The politics of Complication Two can alter one's calculation of risk. Broadly those who oppose war will point to the additional boiling resentment that such action would cause in Arab and Muslim countries. Those who favour action respond with what might be described as a reverse domino theory. The establishment of a democratic regime in Iraq (wave a wand and there it is, just like Afghanistan!) will act as a radical encouragement to democrats in other Middle Eastern nations. One by one, from Iran to Syria, to Saudi Arabia and the Palestinian entity, countries will open up to reformist pressures, and a new Arab polity will be created. Once this is done it will be easier to persuade or to cudgel Israel to make an agreement that will establish a proper Palestinian state.

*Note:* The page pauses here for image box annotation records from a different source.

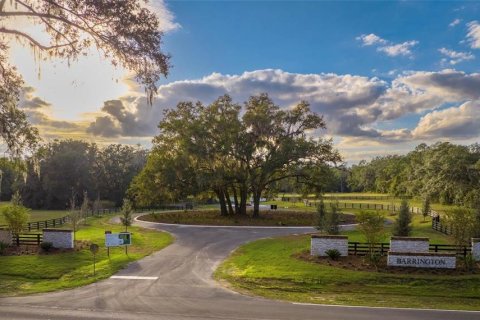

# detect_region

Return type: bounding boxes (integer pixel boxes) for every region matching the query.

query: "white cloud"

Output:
[467,21,480,49]
[88,69,480,148]
[438,48,475,65]
[377,40,418,57]
[412,100,480,139]
[356,33,419,57]
[356,33,387,46]
[448,18,462,27]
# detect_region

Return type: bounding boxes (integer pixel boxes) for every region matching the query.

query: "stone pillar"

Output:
[390,237,429,252]
[0,229,12,246]
[310,235,348,257]
[43,229,74,249]
[472,238,480,261]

This notion is not totally ludicrous. There are plenty of Iranians, for instance, who do see the logic in it. It has been a long-standing (and fully justified) complaint about the West that it has tolerated and even encouraged political backwardness in the Middle East, to the despair of the local populations. Indeed, this charge has now become a catch-all Arab alibi. Would it be so awful, then, if one such regime were toppled and replaced by a democratic one, pour encourager les autres?

Ideas, however, never float free, they always bear the imprint of their moment. The manner and legitimacy of an intervention may well completely alter its chances of success. A Saddamite regime, which is in clear breach of a UN resolution and which incurs the UN equivalent of a Papal bull against it, may be toppled to cheers from across the region. An Iraqi government that complies with UN requests and against which no further action is recommended, will be removed to the sound of anger and derision. And nowhere will this be greater than in the places where reform is most needed. In which case we would be better off working quietly and stolidly to encourage the democrats and reformers we say we care so much about.